Behind the scenes, water and Montreal
The camp is open in each city from Thursday to Sunday inclusive. On the Monday we are busy taking down the structures and loading them into the truck. Then it’s a drive to the next location. Tuesday is a break for most of us followed by a busy Wednesday unloading the truck and building all the structures again.
Getting water can be difficult – and that applies to our mock refugee camp as well as real ones. Upon arrival at Montreal there was a mix up. At 3pm Wednesday a tanker of water was due to arrive. By 5pm it had not. Our unlucky logistical coordinator agreed to meet them at 6am Thursday (3 hours before open).
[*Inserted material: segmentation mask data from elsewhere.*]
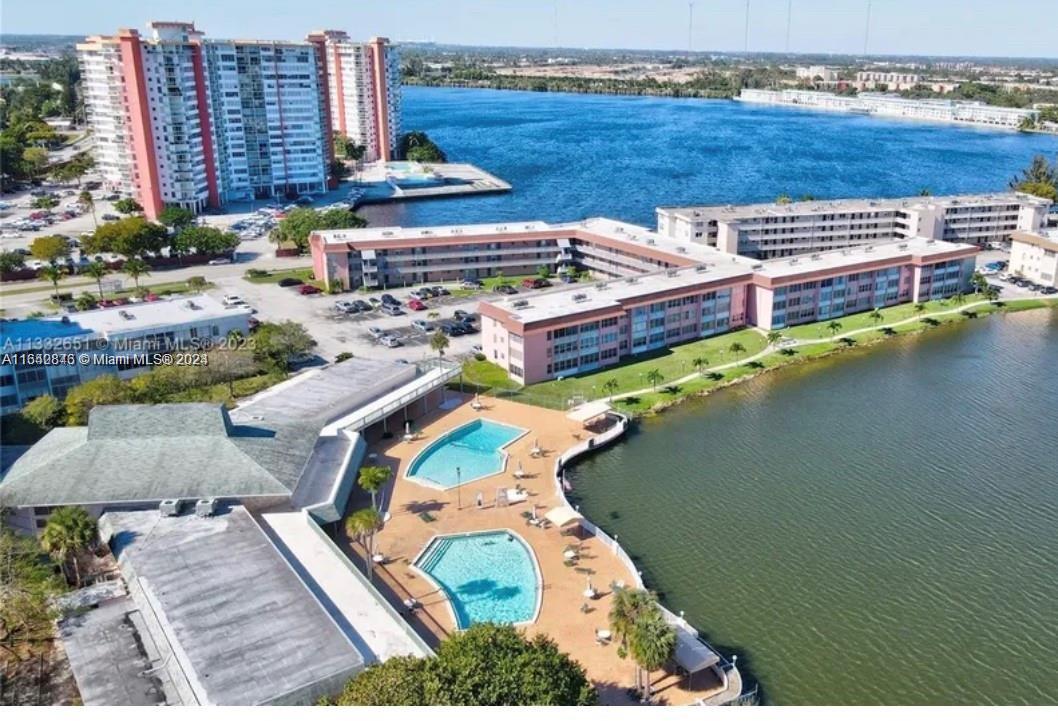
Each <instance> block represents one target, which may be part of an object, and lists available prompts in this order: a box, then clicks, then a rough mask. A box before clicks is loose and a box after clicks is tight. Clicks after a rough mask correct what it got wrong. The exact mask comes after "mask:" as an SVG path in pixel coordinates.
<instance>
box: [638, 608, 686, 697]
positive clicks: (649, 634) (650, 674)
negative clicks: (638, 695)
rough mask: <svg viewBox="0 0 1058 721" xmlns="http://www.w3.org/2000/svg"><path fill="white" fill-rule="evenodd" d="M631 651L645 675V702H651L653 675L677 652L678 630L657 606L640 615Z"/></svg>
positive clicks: (640, 614) (667, 662) (644, 675)
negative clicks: (676, 648)
mask: <svg viewBox="0 0 1058 721" xmlns="http://www.w3.org/2000/svg"><path fill="white" fill-rule="evenodd" d="M628 646H630V650H631V651H632V657H633V659H634V660H635V662H636V664H637V665H638V666H640V667H641V668H642V669H643V670H644V671H646V673H644V674H643V675H644V681H645V683H644V697H643V698H644V700H645V701H646V702H650V700H651V673H653V672H654V671H656V670H658V669H659V668H661V667H662V666H664V665H665V664H667V663H669V660H670V659H672V654H673V653H674V652H675V651H676V629H674V628H673V627H672V626H670V625H669V621H667V620H665V619H664V617H663V616H662V615H661V611H660V610H658V608H657V607H656V606H655V607H654V608H652V609H651V610H650V611H649V612H646V613H643V614H640V615H639V616H638V617H637V618H636V623H635V624H634V625H633V627H632V637H631V638H630V644H628Z"/></svg>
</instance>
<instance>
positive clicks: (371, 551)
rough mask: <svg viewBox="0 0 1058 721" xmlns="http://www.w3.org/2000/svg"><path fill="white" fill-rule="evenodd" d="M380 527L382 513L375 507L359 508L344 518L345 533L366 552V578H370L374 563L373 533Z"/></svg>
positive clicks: (379, 529) (380, 523)
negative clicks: (366, 554)
mask: <svg viewBox="0 0 1058 721" xmlns="http://www.w3.org/2000/svg"><path fill="white" fill-rule="evenodd" d="M381 529H382V513H380V512H379V511H378V510H376V509H375V508H361V509H360V510H358V511H355V512H354V513H351V515H350V516H349V518H347V519H346V520H345V533H347V534H348V535H349V538H351V539H352V540H354V541H359V542H360V544H361V545H363V546H364V551H365V552H366V554H367V563H365V565H366V566H367V579H368V580H370V578H371V566H372V564H373V563H375V561H372V560H371V559H372V558H373V557H375V534H377V533H379V530H381Z"/></svg>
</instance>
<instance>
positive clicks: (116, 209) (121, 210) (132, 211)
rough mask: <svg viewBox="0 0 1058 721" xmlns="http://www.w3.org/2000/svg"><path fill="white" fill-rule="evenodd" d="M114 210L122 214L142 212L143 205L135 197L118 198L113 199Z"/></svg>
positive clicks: (126, 214) (139, 212)
mask: <svg viewBox="0 0 1058 721" xmlns="http://www.w3.org/2000/svg"><path fill="white" fill-rule="evenodd" d="M114 210H115V211H117V212H118V213H121V214H122V215H132V214H133V213H143V205H141V204H140V201H138V200H136V199H135V198H120V199H117V200H115V201H114Z"/></svg>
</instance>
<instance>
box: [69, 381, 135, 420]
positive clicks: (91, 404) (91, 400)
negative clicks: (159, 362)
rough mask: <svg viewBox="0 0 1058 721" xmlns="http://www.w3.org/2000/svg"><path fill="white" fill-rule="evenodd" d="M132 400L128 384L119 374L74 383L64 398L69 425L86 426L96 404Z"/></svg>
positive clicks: (104, 403)
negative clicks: (70, 388) (122, 379)
mask: <svg viewBox="0 0 1058 721" xmlns="http://www.w3.org/2000/svg"><path fill="white" fill-rule="evenodd" d="M131 400H132V397H131V394H130V392H129V389H128V386H127V385H126V384H125V383H123V382H122V381H121V380H120V379H118V378H117V376H112V375H110V374H106V375H103V376H97V377H96V378H93V379H91V380H88V381H85V382H84V383H81V384H79V385H74V386H73V387H72V389H70V392H69V393H67V397H66V399H65V400H63V403H65V404H66V410H67V426H84V425H86V423H87V422H88V414H89V412H90V411H91V410H92V409H93V408H95V407H96V405H113V404H115V403H127V402H129V401H131Z"/></svg>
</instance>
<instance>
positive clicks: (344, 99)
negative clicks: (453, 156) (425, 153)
mask: <svg viewBox="0 0 1058 721" xmlns="http://www.w3.org/2000/svg"><path fill="white" fill-rule="evenodd" d="M308 40H309V42H312V43H313V44H314V46H315V47H316V52H317V54H318V56H320V59H321V68H322V71H323V73H324V80H323V83H324V84H326V86H327V90H328V92H327V102H328V113H329V118H330V124H331V129H332V131H333V132H336V133H341V134H343V136H347V137H348V138H349V139H350V140H351V141H353V142H354V143H357V144H358V145H363V146H364V160H366V161H368V162H373V161H377V160H383V161H385V160H391V159H393V157H394V149H395V148H396V147H397V139H398V138H399V136H400V122H401V107H400V106H401V103H400V101H401V94H400V58H399V56H398V54H397V51H396V49H395V48H394V47H393V46H390V44H389V40H388V39H387V38H384V37H373V38H371V39H370V40H368V41H367V42H355V41H353V40H350V39H349V36H348V34H346V33H345V32H343V31H339V30H322V31H317V32H314V33H311V34H309V36H308Z"/></svg>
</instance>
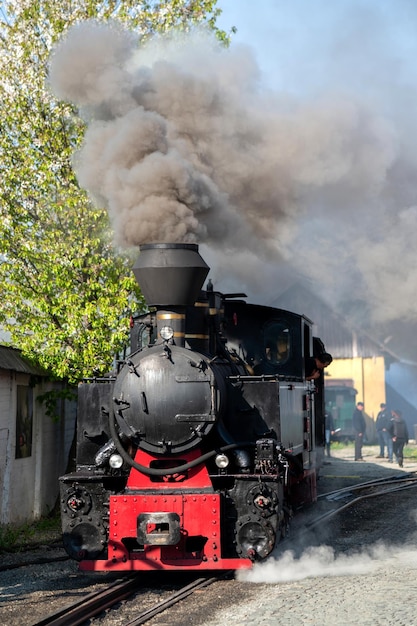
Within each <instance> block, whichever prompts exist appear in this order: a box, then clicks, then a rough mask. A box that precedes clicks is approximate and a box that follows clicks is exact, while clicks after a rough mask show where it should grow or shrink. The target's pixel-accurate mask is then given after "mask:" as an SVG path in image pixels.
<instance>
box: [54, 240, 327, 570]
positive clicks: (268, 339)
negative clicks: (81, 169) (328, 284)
mask: <svg viewBox="0 0 417 626" xmlns="http://www.w3.org/2000/svg"><path fill="white" fill-rule="evenodd" d="M208 272H209V268H208V266H207V265H206V263H205V262H204V260H203V259H202V257H201V256H200V254H199V251H198V246H197V245H196V244H149V245H143V246H141V248H140V255H139V259H138V261H137V263H136V265H135V267H134V273H135V276H136V279H137V281H138V283H139V284H140V286H141V289H142V293H143V295H144V297H145V298H146V301H147V303H148V306H149V312H147V313H145V314H144V315H140V316H138V317H137V318H135V319H134V320H132V322H131V349H130V352H129V355H128V357H127V358H125V359H124V360H123V361H122V362H120V365H119V367H118V370H117V371H116V372H115V373H114V374H112V375H109V376H108V377H104V378H102V379H94V380H91V381H89V382H85V383H82V384H81V385H80V386H79V399H78V424H77V452H76V471H74V472H73V473H70V474H67V475H65V476H62V477H61V479H60V485H61V512H62V529H63V541H64V545H65V548H66V550H67V552H68V554H69V555H70V556H71V557H72V558H74V559H76V560H78V561H79V562H80V564H79V567H80V569H81V570H87V571H88V570H95V571H129V572H131V571H134V570H186V569H192V570H197V569H198V570H221V569H228V570H230V569H240V568H250V567H251V566H252V565H253V563H254V561H257V560H262V559H265V558H266V557H267V556H268V555H269V554H270V553H271V551H272V550H273V548H274V546H275V545H276V544H277V543H278V542H279V541H280V539H281V538H282V537H284V536H285V535H286V534H287V531H288V526H289V523H290V519H291V516H292V515H293V514H294V511H295V510H296V509H297V507H300V506H301V505H303V504H304V503H309V502H313V501H314V500H315V499H316V478H317V473H318V470H319V467H320V464H321V461H322V457H323V449H324V408H323V405H324V402H323V376H322V374H321V376H320V377H319V378H318V379H317V380H316V381H314V382H313V381H308V380H306V371H305V367H306V366H305V363H306V359H308V358H311V357H312V356H313V354H314V351H315V350H323V349H324V346H323V344H322V343H321V342H320V340H319V339H317V338H314V337H313V333H312V323H311V321H310V320H308V319H307V318H306V317H304V316H303V315H297V314H295V313H292V312H289V311H284V310H281V309H277V308H272V307H267V306H258V305H253V304H249V303H246V301H245V299H244V298H245V297H246V296H245V294H240V293H230V294H222V293H220V292H217V291H215V290H214V288H213V285H212V284H211V281H209V282H208V284H207V287H206V289H205V290H202V289H201V288H202V285H203V283H204V281H205V280H206V278H207V275H208Z"/></svg>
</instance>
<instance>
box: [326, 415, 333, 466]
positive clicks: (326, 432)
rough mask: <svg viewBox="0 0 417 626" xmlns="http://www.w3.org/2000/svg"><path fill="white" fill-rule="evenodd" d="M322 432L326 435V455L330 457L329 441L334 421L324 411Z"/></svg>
mask: <svg viewBox="0 0 417 626" xmlns="http://www.w3.org/2000/svg"><path fill="white" fill-rule="evenodd" d="M324 430H325V435H326V453H327V456H330V439H331V436H332V435H334V421H333V415H332V414H331V413H329V412H328V411H326V413H325V414H324Z"/></svg>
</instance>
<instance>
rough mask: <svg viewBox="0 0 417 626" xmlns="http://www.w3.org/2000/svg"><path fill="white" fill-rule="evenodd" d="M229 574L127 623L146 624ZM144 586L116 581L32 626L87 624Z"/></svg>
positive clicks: (46, 625)
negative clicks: (204, 587)
mask: <svg viewBox="0 0 417 626" xmlns="http://www.w3.org/2000/svg"><path fill="white" fill-rule="evenodd" d="M229 575H230V572H226V573H224V572H223V573H221V574H217V575H216V576H213V577H211V578H198V579H196V580H195V581H193V582H191V583H189V584H187V585H185V586H184V587H181V589H179V590H177V591H175V592H174V593H172V594H171V595H170V596H169V597H168V598H166V599H165V600H162V601H160V602H158V603H156V604H155V605H153V606H151V607H149V608H147V609H145V610H143V611H141V612H138V613H137V614H136V615H135V617H133V618H132V619H131V620H130V621H129V622H126V623H125V624H124V626H138V625H139V624H145V622H147V621H148V620H150V619H151V618H152V617H155V616H156V615H159V614H160V613H163V612H164V611H165V610H166V609H168V608H169V607H171V606H173V605H174V604H176V603H177V602H180V601H181V600H183V599H185V598H187V597H188V596H190V595H191V594H192V593H193V592H194V591H197V590H199V589H203V588H204V587H208V586H209V585H211V584H212V583H214V582H216V581H218V580H219V579H221V578H226V577H227V576H229ZM141 585H143V580H142V579H139V578H138V577H135V578H130V579H128V580H123V581H116V582H114V583H113V584H111V585H109V586H108V587H107V588H106V589H104V590H103V589H102V590H99V591H96V592H92V593H90V594H88V595H86V596H84V597H83V598H80V599H78V600H77V601H76V602H74V603H72V604H71V605H69V606H66V607H64V608H63V609H59V610H58V611H56V612H54V613H52V614H51V615H49V616H47V617H45V618H44V619H42V620H40V621H38V622H36V623H34V624H32V626H79V625H81V624H84V623H85V622H86V621H87V620H88V619H91V618H93V617H95V616H97V615H98V614H99V613H102V612H103V611H104V610H105V609H108V608H110V607H111V606H114V605H115V604H117V603H118V602H121V601H122V600H125V599H127V598H128V597H130V596H131V595H133V594H134V593H135V592H136V591H138V589H139V588H140V586H141ZM134 611H135V609H134V607H132V613H134Z"/></svg>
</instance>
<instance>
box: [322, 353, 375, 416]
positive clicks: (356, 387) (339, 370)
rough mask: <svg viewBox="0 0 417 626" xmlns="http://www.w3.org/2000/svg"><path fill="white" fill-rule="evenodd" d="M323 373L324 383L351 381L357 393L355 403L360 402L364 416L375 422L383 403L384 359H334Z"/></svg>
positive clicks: (361, 358) (374, 358) (363, 358)
mask: <svg viewBox="0 0 417 626" xmlns="http://www.w3.org/2000/svg"><path fill="white" fill-rule="evenodd" d="M325 372H326V373H325V381H326V383H329V382H330V381H331V380H332V379H334V380H335V379H339V378H342V379H351V380H352V381H353V387H354V388H355V389H356V390H357V392H358V393H357V395H356V402H360V401H362V402H363V403H364V405H365V407H364V412H365V414H366V415H368V416H369V417H370V418H372V420H374V421H375V420H376V416H377V415H378V411H379V410H380V409H379V405H380V404H381V402H385V363H384V357H382V356H377V357H368V358H362V357H355V358H352V359H334V360H333V362H332V363H331V364H330V365H329V367H327V368H326V370H325Z"/></svg>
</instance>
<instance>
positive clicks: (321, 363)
mask: <svg viewBox="0 0 417 626" xmlns="http://www.w3.org/2000/svg"><path fill="white" fill-rule="evenodd" d="M332 361H333V357H332V355H331V354H329V353H328V352H321V353H320V354H318V355H316V356H313V357H310V358H308V359H307V360H306V364H305V374H306V379H307V380H316V379H317V378H319V377H320V375H321V373H322V371H323V370H324V368H325V367H328V366H329V365H330V363H331V362H332Z"/></svg>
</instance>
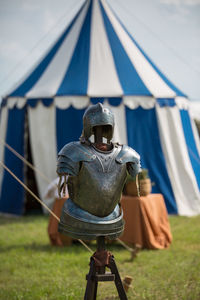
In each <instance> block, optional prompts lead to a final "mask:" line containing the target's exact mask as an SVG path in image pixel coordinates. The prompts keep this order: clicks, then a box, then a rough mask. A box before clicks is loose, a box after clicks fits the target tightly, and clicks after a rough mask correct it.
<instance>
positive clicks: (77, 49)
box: [0, 0, 200, 216]
mask: <svg viewBox="0 0 200 300" xmlns="http://www.w3.org/2000/svg"><path fill="white" fill-rule="evenodd" d="M97 102H101V103H103V104H104V105H106V106H107V107H109V108H111V110H112V111H113V112H114V114H115V122H116V127H115V133H114V139H113V141H114V142H119V143H122V144H128V145H130V146H132V147H133V148H135V149H136V151H138V152H139V153H140V155H141V159H142V167H143V168H147V169H148V170H149V174H150V177H151V179H152V181H153V182H154V183H155V185H154V186H153V192H157V193H162V194H163V195H164V198H165V202H166V206H167V209H168V212H169V213H173V214H176V213H177V214H180V215H188V216H191V215H196V214H199V213H200V192H199V187H200V182H199V180H200V179H199V178H200V176H199V170H200V142H199V137H198V136H197V133H196V132H195V128H194V124H193V122H192V120H191V116H190V112H189V101H188V99H187V97H186V96H185V95H184V94H183V93H182V92H181V91H180V90H179V89H178V88H177V87H176V86H175V85H174V84H173V83H172V82H170V80H169V79H168V78H166V76H165V75H164V74H163V73H162V72H161V71H160V70H159V69H158V68H157V66H156V65H155V64H154V63H153V62H152V61H151V60H150V58H149V57H148V56H147V54H146V53H145V52H144V51H143V49H142V48H141V47H140V46H139V44H138V43H137V42H136V41H135V39H134V38H133V37H132V36H131V35H130V34H129V32H128V31H127V29H126V28H125V27H124V25H123V24H122V23H121V21H120V19H119V17H118V16H116V14H115V13H114V12H113V10H112V8H111V7H110V6H109V5H108V4H107V2H106V1H105V0H91V1H90V0H88V1H85V2H84V3H83V4H82V6H81V7H80V8H79V10H78V11H77V12H76V14H75V16H74V18H73V19H72V20H71V22H70V23H69V24H68V26H67V27H66V29H65V30H64V31H63V32H62V33H61V35H60V36H59V37H58V39H57V40H56V41H55V43H54V44H53V46H52V47H50V49H49V50H48V51H47V53H46V54H45V55H44V56H43V57H42V59H41V60H40V62H39V63H38V64H36V66H34V67H33V69H32V70H31V71H30V72H29V74H28V75H27V76H26V77H25V78H24V79H23V80H22V81H21V82H20V83H19V84H18V85H17V86H16V87H15V88H13V90H12V92H11V93H10V94H8V95H7V96H6V97H5V98H4V99H3V101H2V106H1V123H0V130H1V131H0V135H1V137H2V138H3V140H4V139H6V141H8V142H9V143H10V145H11V146H13V148H14V149H15V150H17V149H18V150H19V152H20V153H24V152H23V151H24V150H23V149H22V145H24V146H25V147H26V141H25V142H24V140H25V138H24V135H25V134H27V132H25V130H24V125H23V122H25V118H26V119H27V121H28V125H29V126H28V127H29V135H30V142H31V152H32V157H33V162H34V164H35V165H36V167H37V168H38V169H39V170H41V171H42V173H44V175H46V176H47V177H48V178H49V180H50V181H51V180H53V179H54V178H55V176H56V173H55V170H56V167H55V165H56V160H57V152H58V151H59V150H60V149H61V148H62V147H63V146H64V144H66V143H67V142H70V141H75V140H78V139H79V137H80V135H81V132H82V116H83V113H84V111H85V109H86V108H87V107H88V106H89V105H90V104H95V103H97ZM7 112H8V113H7ZM20 112H21V113H20ZM11 116H12V119H11ZM18 117H19V121H18ZM12 135H13V136H14V138H13V139H11V136H12ZM18 136H19V139H17V138H16V137H18ZM23 143H24V144H23ZM20 145H21V146H20ZM0 147H1V149H2V144H1V146H0ZM0 159H4V162H6V163H7V164H8V166H10V168H11V170H13V169H14V170H15V171H17V172H18V173H19V174H18V175H19V176H20V177H21V178H22V179H23V165H22V164H21V165H17V164H19V162H17V159H15V160H13V159H14V158H13V156H12V155H11V154H10V153H9V151H8V150H7V149H5V148H4V149H3V151H1V153H0ZM16 166H18V168H17V169H15V168H16ZM1 174H2V175H1ZM35 176H36V181H37V185H38V190H39V194H40V197H41V198H43V193H44V191H45V190H46V186H47V185H46V183H45V182H44V180H43V179H41V177H40V175H38V174H35ZM10 183H11V181H10V178H9V176H8V175H6V173H5V172H3V173H2V170H1V173H0V186H1V188H0V190H1V194H0V203H1V204H2V205H3V206H1V208H0V211H3V212H7V213H15V214H20V213H21V212H22V205H23V199H22V198H23V195H22V192H20V193H21V194H20V193H19V195H18V196H17V197H18V200H16V197H15V195H16V192H15V191H16V189H15V188H16V183H14V182H12V184H13V187H14V189H13V193H12V192H11V190H10V191H9V193H8V194H7V197H9V199H8V198H6V191H7V190H8V189H9V187H10ZM18 188H19V187H18ZM20 195H21V196H20ZM14 197H15V201H16V203H17V202H18V208H17V204H16V207H15V209H14V208H13V207H14V206H12V205H11V204H12V201H13V199H14ZM20 197H22V198H20ZM7 199H8V200H7ZM5 202H7V203H10V205H6V204H5ZM19 207H20V208H19Z"/></svg>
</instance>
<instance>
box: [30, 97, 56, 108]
mask: <svg viewBox="0 0 200 300" xmlns="http://www.w3.org/2000/svg"><path fill="white" fill-rule="evenodd" d="M39 101H41V102H42V104H43V105H44V106H46V107H48V106H50V105H51V104H52V103H53V98H43V99H38V98H37V99H35V98H34V99H31V98H29V99H28V100H27V105H29V106H31V107H36V105H37V104H38V102H39Z"/></svg>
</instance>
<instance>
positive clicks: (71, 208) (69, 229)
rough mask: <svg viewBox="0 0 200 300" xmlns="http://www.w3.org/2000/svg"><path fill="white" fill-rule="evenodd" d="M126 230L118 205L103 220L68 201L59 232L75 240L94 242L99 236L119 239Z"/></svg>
mask: <svg viewBox="0 0 200 300" xmlns="http://www.w3.org/2000/svg"><path fill="white" fill-rule="evenodd" d="M123 229H124V221H123V213H120V209H119V206H118V205H117V206H116V208H115V209H114V211H113V212H112V213H111V214H110V215H109V216H107V217H105V218H101V217H96V216H94V215H91V214H90V213H88V212H86V211H84V210H82V209H81V208H80V207H78V206H77V205H76V204H75V203H73V202H72V201H71V199H68V200H67V201H66V202H65V204H64V207H63V210H62V214H61V217H60V223H59V225H58V230H59V232H60V233H62V234H64V235H68V236H71V237H73V238H78V239H85V240H93V239H95V238H97V237H99V236H102V235H103V236H106V237H107V238H109V239H116V238H117V237H119V236H120V235H121V234H122V232H123Z"/></svg>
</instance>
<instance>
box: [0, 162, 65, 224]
mask: <svg viewBox="0 0 200 300" xmlns="http://www.w3.org/2000/svg"><path fill="white" fill-rule="evenodd" d="M0 164H1V165H2V166H3V168H4V169H5V170H6V171H7V172H8V173H10V175H12V176H13V177H14V178H15V179H16V180H17V181H18V182H19V183H20V184H21V185H22V186H23V188H24V189H25V190H27V191H28V192H29V193H30V194H31V195H32V196H33V197H34V198H35V199H36V200H37V201H38V202H40V204H41V205H43V206H44V207H45V208H46V209H47V210H48V211H49V212H50V214H52V216H54V217H55V218H56V220H57V221H58V222H60V219H59V218H58V217H57V216H56V215H55V214H54V213H53V212H52V211H51V209H49V207H48V206H47V205H46V204H45V203H43V202H42V200H40V198H38V197H37V196H36V195H35V194H34V193H33V192H32V191H31V190H30V189H29V188H28V187H27V186H26V185H25V184H24V183H23V182H22V181H21V180H20V179H19V178H18V177H17V176H16V175H15V174H14V173H13V172H12V171H11V170H10V169H9V168H7V167H6V165H4V163H3V162H2V161H0Z"/></svg>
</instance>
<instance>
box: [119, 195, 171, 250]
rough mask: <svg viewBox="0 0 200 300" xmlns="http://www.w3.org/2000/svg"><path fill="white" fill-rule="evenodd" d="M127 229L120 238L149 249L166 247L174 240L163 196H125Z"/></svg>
mask: <svg viewBox="0 0 200 300" xmlns="http://www.w3.org/2000/svg"><path fill="white" fill-rule="evenodd" d="M121 203H122V208H123V211H124V220H125V229H124V233H123V235H122V236H121V237H120V239H121V240H122V241H123V242H126V243H129V244H139V245H140V246H142V247H143V248H148V249H164V248H167V247H169V245H170V243H171V242H172V235H171V231H170V225H169V222H168V214H167V210H166V206H165V202H164V199H163V196H162V195H161V194H150V195H148V196H145V197H140V198H139V197H131V196H123V197H122V200H121Z"/></svg>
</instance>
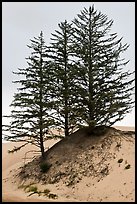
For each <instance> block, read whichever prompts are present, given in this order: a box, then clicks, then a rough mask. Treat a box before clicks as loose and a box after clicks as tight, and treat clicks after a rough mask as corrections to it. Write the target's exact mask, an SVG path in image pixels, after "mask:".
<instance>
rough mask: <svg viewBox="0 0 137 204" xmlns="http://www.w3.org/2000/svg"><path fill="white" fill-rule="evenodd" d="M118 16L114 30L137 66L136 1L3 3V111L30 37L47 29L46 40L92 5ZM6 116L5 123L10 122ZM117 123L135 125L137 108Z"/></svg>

They told him then that they didn’t have a tanker and that they would use a long hose to connect the municipal supply to our 950 litre water bladder. By the way, 950 litres is what the average Canadian would use in 3 days or what the average refugee would make last 190 days in an emergency. The hose pipes couldn’t connect and around 15 minutes before opening they located a tanker and we had water for our mock-camp.
So finding water in Montreal wasn’t easy. In the desert, you might imagine, it’s even more tough. When I asked the lady from Rwanda last week what she thought of our camp, it was the queuing for water that she remembered most vividly. People say that you never forget not having enough water.
Like Ottawa our camp has been busy – we have had over 1,000 visitors every day in both locations, partly due to the invitations we sent to donors and schools, but also due to the media coverage. I’ve been spotted on the TV news already. The fame hasn’t gone to my head so far.
We are still in Montreal today and Sunday, so stop by and see our valuable water and the other commodities that millions of refugees are currently risking their lives to find elsewhere.